30歳からのプログラミング

30歳無職から独学でプログラミングを開始した人間の記録。

『ハイパフォーマンス ブラウザネットワーキング』を読んだ

ウェブに関するネットワーク技術について網羅的に扱った書籍。
TCP や UDP のようなトランスポートプロトコルの話から、WebSocket や WebRTC のようなブラウザで使える API まで、幅広く扱っている。

www.oreilly.co.jp

読書メモは Gist に置いた。

『ハイパフォーマンス ブラウザネットワーキング』のメモ。 · GitHub

本書は、2017年に voluntas さんから「お勧めの書籍」として頂いた。それをようやく読んだ。
ずっと頭の片隅にはあったのだが、最初に読もうとしたときに挫折してしまい、それから遠のいてしまっていた。
その後、ネットワークの入門書をいくつか読んでから本書を開いたところ、読めそうな気がしたのでそのまま読み進めた。

私の場合はネットワークの議論に対する「土地勘」のようなものがないから苦労したが、ある程度の知識がある人なら、それほど苦労せずに読めると思う。
淡々とプロトコルを紹介するのではなくパフォーマンスという文脈で解説を行っており、それによって本書が読みやすいものになっている。

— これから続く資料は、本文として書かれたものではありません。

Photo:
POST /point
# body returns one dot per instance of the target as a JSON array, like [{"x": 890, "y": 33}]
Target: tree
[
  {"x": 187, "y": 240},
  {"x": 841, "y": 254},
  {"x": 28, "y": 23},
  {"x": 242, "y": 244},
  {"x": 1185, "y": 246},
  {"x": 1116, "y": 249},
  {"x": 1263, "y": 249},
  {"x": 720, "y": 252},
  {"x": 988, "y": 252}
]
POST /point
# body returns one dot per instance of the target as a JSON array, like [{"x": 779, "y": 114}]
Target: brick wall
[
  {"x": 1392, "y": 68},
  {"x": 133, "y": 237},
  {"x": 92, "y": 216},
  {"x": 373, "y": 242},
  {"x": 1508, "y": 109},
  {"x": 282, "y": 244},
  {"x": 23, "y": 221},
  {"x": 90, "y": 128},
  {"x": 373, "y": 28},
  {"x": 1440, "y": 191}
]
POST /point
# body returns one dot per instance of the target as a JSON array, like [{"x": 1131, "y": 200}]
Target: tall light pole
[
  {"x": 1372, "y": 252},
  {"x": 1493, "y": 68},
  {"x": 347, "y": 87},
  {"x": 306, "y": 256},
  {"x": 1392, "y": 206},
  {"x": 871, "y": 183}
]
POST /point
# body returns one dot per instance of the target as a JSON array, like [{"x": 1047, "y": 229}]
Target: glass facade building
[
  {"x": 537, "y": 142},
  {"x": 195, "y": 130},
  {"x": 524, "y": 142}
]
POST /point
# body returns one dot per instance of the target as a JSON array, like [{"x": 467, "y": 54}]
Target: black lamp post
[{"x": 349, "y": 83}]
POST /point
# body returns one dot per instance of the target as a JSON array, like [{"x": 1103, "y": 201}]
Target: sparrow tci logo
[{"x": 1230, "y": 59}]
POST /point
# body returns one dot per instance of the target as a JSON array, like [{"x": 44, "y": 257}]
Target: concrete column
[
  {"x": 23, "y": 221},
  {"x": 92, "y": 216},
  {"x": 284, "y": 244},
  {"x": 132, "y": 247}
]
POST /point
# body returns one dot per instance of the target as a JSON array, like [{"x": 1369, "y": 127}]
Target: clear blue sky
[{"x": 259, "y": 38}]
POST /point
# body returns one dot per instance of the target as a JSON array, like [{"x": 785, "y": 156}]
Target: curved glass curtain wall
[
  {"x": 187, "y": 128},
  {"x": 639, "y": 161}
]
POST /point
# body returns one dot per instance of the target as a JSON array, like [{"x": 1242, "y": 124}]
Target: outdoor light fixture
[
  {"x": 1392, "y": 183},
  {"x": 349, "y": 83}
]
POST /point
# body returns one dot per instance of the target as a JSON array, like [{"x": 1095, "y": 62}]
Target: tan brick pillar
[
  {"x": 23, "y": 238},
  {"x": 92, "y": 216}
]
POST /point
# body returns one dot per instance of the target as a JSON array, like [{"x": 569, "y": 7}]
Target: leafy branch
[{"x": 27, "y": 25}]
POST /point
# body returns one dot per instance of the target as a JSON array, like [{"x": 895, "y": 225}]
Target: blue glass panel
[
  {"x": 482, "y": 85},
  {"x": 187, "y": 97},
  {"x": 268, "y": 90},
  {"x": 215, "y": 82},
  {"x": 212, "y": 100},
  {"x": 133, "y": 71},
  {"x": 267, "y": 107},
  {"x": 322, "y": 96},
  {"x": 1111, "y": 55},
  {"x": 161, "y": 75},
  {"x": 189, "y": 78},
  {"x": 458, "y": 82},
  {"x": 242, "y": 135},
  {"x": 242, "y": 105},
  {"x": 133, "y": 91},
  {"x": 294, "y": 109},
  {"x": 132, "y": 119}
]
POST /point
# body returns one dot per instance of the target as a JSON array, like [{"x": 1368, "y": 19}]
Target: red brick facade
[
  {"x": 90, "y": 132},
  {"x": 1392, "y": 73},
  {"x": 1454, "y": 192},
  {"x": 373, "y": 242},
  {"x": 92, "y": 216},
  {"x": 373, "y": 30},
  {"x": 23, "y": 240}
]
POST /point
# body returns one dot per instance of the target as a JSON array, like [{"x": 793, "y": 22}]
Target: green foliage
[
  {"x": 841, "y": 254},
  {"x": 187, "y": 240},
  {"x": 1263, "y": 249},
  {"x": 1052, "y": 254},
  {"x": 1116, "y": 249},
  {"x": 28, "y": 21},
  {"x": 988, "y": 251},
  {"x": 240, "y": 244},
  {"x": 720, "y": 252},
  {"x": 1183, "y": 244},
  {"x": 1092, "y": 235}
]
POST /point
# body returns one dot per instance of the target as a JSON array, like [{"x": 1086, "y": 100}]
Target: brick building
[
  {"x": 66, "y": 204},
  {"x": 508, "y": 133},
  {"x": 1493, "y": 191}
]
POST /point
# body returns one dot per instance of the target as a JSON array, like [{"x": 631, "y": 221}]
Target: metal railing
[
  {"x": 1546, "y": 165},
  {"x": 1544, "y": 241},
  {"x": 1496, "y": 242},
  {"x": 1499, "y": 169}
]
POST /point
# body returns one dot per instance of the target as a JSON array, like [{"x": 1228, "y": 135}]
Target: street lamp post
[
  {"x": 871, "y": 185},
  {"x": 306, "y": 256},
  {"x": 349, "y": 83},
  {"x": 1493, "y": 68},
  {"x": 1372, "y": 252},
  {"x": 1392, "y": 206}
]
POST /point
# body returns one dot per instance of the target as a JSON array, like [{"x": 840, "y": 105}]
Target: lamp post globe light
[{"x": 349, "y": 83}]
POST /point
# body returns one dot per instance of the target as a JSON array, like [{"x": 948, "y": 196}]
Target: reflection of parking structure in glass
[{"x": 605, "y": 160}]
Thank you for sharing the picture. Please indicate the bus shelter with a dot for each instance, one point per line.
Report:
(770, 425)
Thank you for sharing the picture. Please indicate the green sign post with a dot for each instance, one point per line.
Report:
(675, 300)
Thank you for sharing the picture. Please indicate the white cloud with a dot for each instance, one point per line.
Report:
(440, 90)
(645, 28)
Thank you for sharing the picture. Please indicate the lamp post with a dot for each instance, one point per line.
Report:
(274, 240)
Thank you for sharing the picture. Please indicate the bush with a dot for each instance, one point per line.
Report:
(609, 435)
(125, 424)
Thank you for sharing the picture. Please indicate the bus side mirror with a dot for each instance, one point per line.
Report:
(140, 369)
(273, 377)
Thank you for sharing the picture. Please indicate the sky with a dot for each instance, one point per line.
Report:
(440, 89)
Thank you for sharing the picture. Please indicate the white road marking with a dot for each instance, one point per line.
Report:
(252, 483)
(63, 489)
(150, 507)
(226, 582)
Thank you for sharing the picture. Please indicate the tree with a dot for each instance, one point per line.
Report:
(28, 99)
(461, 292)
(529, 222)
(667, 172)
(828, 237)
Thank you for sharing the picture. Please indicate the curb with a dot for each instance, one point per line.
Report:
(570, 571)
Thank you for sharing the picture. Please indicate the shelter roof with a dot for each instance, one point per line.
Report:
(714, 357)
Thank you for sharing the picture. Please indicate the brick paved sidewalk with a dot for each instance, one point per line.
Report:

私のような初心者にとって、ネットワークは興味を維持しにくい。
関心がないわけではないのだが、目に見える成果につなげにくいため、継続的な学習が難しい。日々の開発においても、一般的なウェブアプリを作り、機能要件しか気にしないのであれば、HTTP より下のレイヤーを意識することはあまりない。そうなるとネットワークを学ぶ必要性が生まれず、モチベーションを維持しにくい。
本書は、パフォーマンスという文脈でネットワーク技術を紹介することで、モチベーションを維持しやすい仕組みになっている。
本書のなかに

一度 TCP の輻輳制御を理解すると、キープアライブ、パイプライン化(pipelining)、多重化(multiplexing)などの最適化をすぐにでも始めたいと思うことでしょう。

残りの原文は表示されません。